3. Rather than dismantling the military leviathan we created to facilitate our involvement in World War II, we chose to embrace a perpetual Military Keynesianism under which a mere 5% of the world’s population spends more on war than the rest of the world combined. We have no problem “tainting” our capitalism with a little socialism as long as it enables the continued existence of the parasitic “defense” industry, allows us to maintain over 700 military bases in at least 130 different countries, and empowers us to wage the covert and overt imperialist wars necessary to advance the interests of capital.
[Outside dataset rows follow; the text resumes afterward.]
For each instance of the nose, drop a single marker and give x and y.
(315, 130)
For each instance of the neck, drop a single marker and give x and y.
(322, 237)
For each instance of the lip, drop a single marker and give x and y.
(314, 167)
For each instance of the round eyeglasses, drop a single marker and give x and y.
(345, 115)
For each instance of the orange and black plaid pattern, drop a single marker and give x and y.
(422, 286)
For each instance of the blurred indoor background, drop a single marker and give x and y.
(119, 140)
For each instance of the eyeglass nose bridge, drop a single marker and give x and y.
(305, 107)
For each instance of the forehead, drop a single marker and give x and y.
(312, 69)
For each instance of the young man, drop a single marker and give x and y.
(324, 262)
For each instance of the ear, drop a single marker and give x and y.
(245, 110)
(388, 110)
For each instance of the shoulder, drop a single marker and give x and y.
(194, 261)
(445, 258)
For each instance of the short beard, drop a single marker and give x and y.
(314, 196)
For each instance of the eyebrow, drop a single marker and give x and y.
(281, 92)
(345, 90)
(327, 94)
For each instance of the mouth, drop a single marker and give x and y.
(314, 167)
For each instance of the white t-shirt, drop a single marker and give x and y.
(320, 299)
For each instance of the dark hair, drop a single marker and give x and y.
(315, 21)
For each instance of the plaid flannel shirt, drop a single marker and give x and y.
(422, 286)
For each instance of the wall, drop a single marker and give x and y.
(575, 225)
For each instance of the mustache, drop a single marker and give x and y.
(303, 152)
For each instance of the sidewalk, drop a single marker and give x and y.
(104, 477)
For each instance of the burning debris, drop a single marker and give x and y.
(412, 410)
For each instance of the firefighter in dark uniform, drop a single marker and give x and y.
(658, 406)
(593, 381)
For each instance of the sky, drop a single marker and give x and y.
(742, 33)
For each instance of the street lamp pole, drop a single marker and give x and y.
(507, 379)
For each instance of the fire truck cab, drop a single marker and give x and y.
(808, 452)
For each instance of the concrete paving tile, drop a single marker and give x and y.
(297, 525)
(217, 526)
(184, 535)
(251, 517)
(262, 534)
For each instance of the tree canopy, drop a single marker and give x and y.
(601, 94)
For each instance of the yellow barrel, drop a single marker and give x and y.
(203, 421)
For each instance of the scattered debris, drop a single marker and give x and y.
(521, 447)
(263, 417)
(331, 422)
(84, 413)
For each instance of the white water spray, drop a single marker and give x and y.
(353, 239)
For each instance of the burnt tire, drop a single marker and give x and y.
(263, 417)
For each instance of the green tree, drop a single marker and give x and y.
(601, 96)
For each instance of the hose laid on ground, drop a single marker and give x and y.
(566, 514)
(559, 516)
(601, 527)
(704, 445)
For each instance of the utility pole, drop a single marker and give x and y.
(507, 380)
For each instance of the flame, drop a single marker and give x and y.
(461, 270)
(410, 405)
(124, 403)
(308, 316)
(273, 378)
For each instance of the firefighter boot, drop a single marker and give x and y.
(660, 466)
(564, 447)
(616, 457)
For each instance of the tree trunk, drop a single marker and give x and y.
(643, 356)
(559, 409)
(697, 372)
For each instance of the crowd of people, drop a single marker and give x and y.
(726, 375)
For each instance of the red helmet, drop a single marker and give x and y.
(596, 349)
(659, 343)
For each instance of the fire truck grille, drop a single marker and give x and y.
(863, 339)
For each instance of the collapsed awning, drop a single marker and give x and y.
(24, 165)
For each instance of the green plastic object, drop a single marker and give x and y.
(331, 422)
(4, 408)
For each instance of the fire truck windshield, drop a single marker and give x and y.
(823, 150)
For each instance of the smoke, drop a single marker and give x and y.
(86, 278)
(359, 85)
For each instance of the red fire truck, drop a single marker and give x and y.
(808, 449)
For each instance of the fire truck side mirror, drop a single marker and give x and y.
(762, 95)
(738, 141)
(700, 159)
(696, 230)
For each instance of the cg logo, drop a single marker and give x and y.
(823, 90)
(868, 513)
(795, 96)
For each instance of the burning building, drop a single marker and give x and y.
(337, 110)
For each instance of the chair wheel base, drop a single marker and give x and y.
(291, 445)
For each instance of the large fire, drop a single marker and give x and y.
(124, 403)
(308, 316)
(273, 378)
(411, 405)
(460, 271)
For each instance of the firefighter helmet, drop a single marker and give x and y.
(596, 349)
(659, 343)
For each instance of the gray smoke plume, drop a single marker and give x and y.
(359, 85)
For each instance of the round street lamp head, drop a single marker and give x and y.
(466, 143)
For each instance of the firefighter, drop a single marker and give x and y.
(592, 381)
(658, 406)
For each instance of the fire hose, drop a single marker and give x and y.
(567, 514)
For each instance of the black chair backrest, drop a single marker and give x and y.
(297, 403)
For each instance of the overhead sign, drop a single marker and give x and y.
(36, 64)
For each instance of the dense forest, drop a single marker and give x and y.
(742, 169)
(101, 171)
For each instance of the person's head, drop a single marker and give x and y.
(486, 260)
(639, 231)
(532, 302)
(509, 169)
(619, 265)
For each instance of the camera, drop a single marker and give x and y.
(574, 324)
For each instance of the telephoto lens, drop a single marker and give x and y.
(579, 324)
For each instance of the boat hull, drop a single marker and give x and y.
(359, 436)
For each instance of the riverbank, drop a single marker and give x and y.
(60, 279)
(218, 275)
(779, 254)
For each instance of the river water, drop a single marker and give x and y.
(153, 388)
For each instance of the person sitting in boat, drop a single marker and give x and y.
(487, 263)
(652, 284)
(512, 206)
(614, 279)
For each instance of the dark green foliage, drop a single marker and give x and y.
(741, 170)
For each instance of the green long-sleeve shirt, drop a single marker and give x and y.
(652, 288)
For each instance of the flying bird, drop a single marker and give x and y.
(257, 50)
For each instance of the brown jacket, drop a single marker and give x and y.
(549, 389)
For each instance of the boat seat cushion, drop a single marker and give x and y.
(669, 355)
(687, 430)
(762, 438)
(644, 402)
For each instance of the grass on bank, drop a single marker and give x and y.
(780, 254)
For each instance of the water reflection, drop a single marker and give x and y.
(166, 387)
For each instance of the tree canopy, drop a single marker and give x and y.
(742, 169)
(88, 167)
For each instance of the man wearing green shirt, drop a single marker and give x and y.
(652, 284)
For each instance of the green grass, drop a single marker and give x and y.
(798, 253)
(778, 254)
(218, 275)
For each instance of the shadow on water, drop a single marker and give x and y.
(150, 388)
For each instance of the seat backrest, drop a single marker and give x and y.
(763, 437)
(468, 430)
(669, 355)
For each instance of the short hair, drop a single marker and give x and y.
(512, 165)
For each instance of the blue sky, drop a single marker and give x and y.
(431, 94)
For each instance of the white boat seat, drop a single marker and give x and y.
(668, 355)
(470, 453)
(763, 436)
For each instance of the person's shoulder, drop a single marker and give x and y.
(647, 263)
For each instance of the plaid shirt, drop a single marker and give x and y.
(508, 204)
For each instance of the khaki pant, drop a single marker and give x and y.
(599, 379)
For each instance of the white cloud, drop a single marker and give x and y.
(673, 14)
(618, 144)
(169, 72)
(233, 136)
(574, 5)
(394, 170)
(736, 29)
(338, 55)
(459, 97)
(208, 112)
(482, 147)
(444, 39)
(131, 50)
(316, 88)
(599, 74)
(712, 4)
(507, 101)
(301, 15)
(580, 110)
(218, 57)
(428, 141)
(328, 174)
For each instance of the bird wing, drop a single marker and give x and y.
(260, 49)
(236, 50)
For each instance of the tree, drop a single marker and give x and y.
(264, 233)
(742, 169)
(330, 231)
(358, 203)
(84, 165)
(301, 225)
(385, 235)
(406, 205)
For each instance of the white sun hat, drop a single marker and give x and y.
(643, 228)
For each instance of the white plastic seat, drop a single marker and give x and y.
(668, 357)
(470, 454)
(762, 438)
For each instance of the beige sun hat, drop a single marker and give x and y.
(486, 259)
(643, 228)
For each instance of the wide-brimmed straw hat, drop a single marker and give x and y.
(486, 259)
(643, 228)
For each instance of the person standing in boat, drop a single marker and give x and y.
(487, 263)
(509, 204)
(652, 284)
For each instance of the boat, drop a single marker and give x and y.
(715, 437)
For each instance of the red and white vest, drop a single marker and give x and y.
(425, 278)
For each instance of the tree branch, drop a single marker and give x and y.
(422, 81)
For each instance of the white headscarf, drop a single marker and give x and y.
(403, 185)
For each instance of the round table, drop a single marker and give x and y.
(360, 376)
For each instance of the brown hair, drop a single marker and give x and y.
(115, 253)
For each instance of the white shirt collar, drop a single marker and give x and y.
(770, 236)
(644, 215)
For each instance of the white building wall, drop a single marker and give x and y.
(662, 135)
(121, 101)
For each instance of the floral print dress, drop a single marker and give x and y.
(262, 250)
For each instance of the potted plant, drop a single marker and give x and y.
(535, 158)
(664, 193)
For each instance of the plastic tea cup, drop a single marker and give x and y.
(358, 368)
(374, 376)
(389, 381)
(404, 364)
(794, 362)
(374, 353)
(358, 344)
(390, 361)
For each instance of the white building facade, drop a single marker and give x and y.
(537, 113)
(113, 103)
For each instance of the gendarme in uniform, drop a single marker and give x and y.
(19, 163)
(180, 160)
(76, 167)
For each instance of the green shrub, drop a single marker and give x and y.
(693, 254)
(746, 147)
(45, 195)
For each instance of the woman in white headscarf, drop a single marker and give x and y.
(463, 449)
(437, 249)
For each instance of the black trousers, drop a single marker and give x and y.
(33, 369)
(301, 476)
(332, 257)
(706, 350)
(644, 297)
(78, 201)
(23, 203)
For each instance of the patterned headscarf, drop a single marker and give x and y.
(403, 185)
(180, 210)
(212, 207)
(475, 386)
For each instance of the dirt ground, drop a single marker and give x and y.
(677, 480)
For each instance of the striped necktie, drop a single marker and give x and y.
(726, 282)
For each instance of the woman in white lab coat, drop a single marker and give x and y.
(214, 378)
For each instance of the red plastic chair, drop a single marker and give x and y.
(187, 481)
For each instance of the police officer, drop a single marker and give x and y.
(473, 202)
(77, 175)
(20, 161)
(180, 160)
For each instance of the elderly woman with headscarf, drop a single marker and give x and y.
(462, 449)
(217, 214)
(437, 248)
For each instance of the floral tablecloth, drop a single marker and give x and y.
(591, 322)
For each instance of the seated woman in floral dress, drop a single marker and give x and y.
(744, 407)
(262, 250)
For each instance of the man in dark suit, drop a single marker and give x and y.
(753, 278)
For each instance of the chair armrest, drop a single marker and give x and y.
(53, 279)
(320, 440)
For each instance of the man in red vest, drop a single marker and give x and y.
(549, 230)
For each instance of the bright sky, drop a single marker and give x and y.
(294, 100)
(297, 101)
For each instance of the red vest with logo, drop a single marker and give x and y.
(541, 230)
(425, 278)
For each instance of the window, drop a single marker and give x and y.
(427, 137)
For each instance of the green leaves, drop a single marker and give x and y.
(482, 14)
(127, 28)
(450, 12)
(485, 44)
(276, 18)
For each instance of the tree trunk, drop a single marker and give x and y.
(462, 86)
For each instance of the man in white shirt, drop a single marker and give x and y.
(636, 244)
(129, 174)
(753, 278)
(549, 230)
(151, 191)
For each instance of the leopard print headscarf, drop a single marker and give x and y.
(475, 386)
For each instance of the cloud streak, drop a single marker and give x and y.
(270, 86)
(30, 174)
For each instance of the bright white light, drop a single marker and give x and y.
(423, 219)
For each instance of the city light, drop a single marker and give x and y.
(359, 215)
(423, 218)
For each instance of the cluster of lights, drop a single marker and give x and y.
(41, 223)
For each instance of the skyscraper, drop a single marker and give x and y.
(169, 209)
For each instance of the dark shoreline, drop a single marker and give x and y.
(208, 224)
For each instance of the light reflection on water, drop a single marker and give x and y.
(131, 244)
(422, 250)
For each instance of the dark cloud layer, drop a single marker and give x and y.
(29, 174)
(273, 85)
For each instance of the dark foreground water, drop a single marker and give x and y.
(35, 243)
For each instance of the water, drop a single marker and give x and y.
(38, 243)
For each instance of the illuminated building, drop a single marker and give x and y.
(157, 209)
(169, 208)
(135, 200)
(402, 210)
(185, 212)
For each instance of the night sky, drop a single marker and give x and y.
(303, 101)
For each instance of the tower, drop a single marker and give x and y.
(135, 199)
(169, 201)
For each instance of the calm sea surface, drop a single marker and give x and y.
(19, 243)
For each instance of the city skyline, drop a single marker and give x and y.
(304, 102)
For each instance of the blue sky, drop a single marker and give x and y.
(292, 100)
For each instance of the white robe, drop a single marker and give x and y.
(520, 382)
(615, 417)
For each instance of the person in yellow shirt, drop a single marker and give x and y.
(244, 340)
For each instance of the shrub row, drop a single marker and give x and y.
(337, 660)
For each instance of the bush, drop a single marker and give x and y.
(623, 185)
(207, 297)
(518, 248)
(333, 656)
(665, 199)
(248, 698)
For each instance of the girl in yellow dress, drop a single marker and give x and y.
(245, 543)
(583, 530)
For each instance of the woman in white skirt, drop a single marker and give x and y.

4. We have a long history of spouting off about our devotion to “freedom and democracy,” decrying (and sometimes lynching) authoritarian rulers who refuse to surrender their nation’s sovereignty to our empire, and installing and supporting brutal tyrants who serve the needs of our beloved plutocrats. Iran, bad. Saudi Arabia, good. Venezuela, evil. Colombia, righteous. You get the picture.
5. In the course of our “infinitely benevolent” quest to democratize and free the world, we have left a bloody wake of annihilated human beings euphemistically labeled as “collateral damage.” Millions of Native Americans “sacrificed their lives” so that we could found and expand the United States. At least 600,000 Filipinos were felled as we toiled under the crushing responsibility of our “white man’s burden.” A half million Japanese died so we could display our power to Russia, a significant threat to capitalism’s hegemony. Factor in the 135,000 at Dresden, over two million Koreans, three million Vietnamese, the aforementioned million plus in Iraq, and millions more (counting those murdered via covert operations, smaller military interventions, and by proxies like the Shah, Pinochet, and Israel…not to mention the blacks who died as a result of the slave trade and Jim Crow lynchings), and the malevolence of the Third Reich pales in comparison to the criminal enterprise known as the United States of America.